Вот его подлинная сущность.
[…] Отсюда становится понятной следующая ситуация — двадцатая — которую можно назвать «Поединок» — диалог между Стариком и Софьей Марковной. Софья Марковна начинает дело верно, она требует, чтобы ушла девица, и то, что {465} не удалось Мастакову, удается Софье Марковне. Старик поражен ее неожиданным появлением, он испуган и выполняет ее волю.
Он сдается, и когда Софья Марковна говорит: «Скажите вашей спутнице, чтобы она ушла», — он, помолчав (очень существенная ремарка), говорит: «Выдь, Марина, за дверь… Недалеко, смотри!»
И тут же, будучи испуган, моментально также говорит:
«Только, госпожа, меня испугать нельзя». [Это опять] маскировка — прикрытие испуга, ибо, если бы его нельзя было испугать, он не сказал бы девице, чтобы она вышла.
Я так упорно настаиваю на трусости Старика, ибо, по-моему, это ключ к его раскрытию, к пониманию того, что Старик не является представителем [некой идеи], а прикрывается ею для того, чтобы творить свое подлое дело разрушения, насилия и мерзости.
И первая непоправимая ошибка, которую сразу после ухода девицы делает Софья Марковна, [состоит в том, что] она спрашивает: «Вам чего надо?» — вместо того, чтобы сказать: «Сделай то-то».
И как только она это спросила, Старик (Горький это сам подчеркивает в ремарке «оправившись») почувствовал в вопросе ее слабость, [понял], что она не знает выхода из положения, не знает, как быть, и отвечает ей тоже вопросом: «А — как вы думаете, барыня, чего?»
Дальше Софья Марковна проигрывает ставку за ставкой, когда начинает говорить Старику, что у Мастакова обида, горе, что у него [была] тяжелая жизнь, она прибегает, как мы сказали бы теперь, к соглашательской тактике.

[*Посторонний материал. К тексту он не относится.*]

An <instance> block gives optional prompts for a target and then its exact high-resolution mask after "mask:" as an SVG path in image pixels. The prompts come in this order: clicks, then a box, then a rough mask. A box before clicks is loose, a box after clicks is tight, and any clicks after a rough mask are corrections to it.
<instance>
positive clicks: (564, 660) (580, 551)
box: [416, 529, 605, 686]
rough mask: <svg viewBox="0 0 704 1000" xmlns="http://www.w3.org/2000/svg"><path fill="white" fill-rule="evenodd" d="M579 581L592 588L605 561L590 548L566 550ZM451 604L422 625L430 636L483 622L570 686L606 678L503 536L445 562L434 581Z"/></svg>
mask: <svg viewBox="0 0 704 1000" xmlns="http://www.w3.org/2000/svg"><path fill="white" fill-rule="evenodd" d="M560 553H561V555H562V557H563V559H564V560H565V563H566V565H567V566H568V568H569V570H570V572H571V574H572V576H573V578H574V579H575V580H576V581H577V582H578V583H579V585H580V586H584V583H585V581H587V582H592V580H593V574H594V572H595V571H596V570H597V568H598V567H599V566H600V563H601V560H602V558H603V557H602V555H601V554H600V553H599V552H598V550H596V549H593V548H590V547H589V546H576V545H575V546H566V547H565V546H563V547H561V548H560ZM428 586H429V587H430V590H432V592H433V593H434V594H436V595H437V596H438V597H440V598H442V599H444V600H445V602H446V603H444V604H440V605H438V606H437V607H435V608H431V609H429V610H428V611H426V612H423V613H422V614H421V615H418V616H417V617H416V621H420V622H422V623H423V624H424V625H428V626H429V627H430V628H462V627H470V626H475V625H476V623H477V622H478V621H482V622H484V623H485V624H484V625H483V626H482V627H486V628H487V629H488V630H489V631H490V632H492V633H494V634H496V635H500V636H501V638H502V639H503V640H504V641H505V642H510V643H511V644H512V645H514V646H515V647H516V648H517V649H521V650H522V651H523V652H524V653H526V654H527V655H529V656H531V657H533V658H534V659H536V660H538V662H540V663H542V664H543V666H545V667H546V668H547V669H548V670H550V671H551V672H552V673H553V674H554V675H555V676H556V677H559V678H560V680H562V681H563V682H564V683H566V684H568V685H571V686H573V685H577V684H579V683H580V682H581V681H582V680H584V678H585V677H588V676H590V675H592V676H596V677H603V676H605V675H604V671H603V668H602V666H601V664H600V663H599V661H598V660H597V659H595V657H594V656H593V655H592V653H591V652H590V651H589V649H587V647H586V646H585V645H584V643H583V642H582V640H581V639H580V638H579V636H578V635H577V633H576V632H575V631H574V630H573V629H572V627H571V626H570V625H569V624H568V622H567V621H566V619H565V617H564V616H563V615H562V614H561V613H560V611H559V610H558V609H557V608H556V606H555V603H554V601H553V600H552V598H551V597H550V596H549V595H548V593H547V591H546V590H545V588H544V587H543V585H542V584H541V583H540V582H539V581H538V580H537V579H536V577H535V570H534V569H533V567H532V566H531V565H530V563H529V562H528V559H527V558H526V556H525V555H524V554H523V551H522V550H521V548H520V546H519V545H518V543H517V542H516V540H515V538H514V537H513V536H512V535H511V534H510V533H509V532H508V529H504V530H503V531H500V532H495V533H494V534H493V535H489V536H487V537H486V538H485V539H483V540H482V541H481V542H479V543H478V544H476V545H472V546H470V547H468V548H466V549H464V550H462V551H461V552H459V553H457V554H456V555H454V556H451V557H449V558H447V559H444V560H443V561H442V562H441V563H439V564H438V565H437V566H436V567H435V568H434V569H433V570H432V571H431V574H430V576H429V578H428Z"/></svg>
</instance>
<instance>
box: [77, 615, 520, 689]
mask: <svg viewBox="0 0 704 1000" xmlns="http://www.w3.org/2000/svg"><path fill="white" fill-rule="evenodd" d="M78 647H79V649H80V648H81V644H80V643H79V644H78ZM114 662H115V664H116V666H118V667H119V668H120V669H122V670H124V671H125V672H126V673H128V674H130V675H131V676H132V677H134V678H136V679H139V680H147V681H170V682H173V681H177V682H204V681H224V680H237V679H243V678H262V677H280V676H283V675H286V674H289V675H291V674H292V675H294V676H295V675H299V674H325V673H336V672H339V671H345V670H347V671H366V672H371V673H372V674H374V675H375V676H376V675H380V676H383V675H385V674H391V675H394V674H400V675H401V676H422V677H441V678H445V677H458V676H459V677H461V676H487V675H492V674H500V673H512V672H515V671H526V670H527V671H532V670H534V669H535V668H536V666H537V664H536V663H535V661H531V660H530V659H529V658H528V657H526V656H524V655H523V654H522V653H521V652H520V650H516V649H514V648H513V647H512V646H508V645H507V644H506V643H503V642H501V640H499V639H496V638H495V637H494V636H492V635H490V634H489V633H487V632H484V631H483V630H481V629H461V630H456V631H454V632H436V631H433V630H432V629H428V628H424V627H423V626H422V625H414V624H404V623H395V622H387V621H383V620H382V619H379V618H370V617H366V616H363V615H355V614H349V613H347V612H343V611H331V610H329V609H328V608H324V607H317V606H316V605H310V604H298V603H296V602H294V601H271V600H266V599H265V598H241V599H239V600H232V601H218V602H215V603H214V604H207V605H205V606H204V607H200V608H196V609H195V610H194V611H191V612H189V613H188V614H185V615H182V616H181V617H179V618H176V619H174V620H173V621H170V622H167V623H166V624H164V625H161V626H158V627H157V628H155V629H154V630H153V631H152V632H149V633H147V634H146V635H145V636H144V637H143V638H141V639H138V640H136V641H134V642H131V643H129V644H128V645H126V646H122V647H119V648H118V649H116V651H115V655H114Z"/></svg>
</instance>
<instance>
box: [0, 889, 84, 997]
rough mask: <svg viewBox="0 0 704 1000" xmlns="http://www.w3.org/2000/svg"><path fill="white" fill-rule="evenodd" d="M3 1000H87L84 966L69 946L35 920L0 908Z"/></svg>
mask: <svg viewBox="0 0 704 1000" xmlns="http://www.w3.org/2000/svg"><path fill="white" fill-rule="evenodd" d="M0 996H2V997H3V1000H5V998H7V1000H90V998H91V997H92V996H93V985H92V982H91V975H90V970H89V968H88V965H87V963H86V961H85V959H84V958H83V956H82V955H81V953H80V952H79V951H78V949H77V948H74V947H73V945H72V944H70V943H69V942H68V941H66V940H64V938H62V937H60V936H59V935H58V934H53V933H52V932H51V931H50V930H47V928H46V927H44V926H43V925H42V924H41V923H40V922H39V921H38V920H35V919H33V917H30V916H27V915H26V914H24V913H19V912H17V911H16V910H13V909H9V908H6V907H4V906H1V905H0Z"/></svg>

Старик сразу опять в седле, и он говорит совершенно уничтожающе: «Думал, у тебя другие слова есть, — потяжеле…»
Человек, исповедывающий насилие, может подчиниться только тяжелым аргументам — силе, и, поскольку эта сила не противостоит ему в Софье Марковне, постольку он чувствует себя вновь на коне.
… И когда она спрашивает, что же надо сделать, чтобы смягчить его, и говорит ему, отчаявшись: «Вы — мерзавец!» — Старик говорит: «А что я мерзавец — говорили мне это. И это для меня хорош чин, и с ним доживу».
Вот где происходит полное саморазоблачение Старика.
Дальше он говорит: «Волка клюквой не накормишь». Он — самый страшный из всех в пьесе волков. «Давно обрыдли, опротивели мне люди, а такие вот чистенькие — особо противны».
Явное человеконенавистничество, явный предтеча фашизма. И когда Софья Марковна говорит в отчаянии: «Ведь есть же в душе у вас что-нибудь человеческое», — он отвечает, улыбаясь:
{466} «Обязательно есть. Ищи! Нет, не можешь ты найти, не найдешь».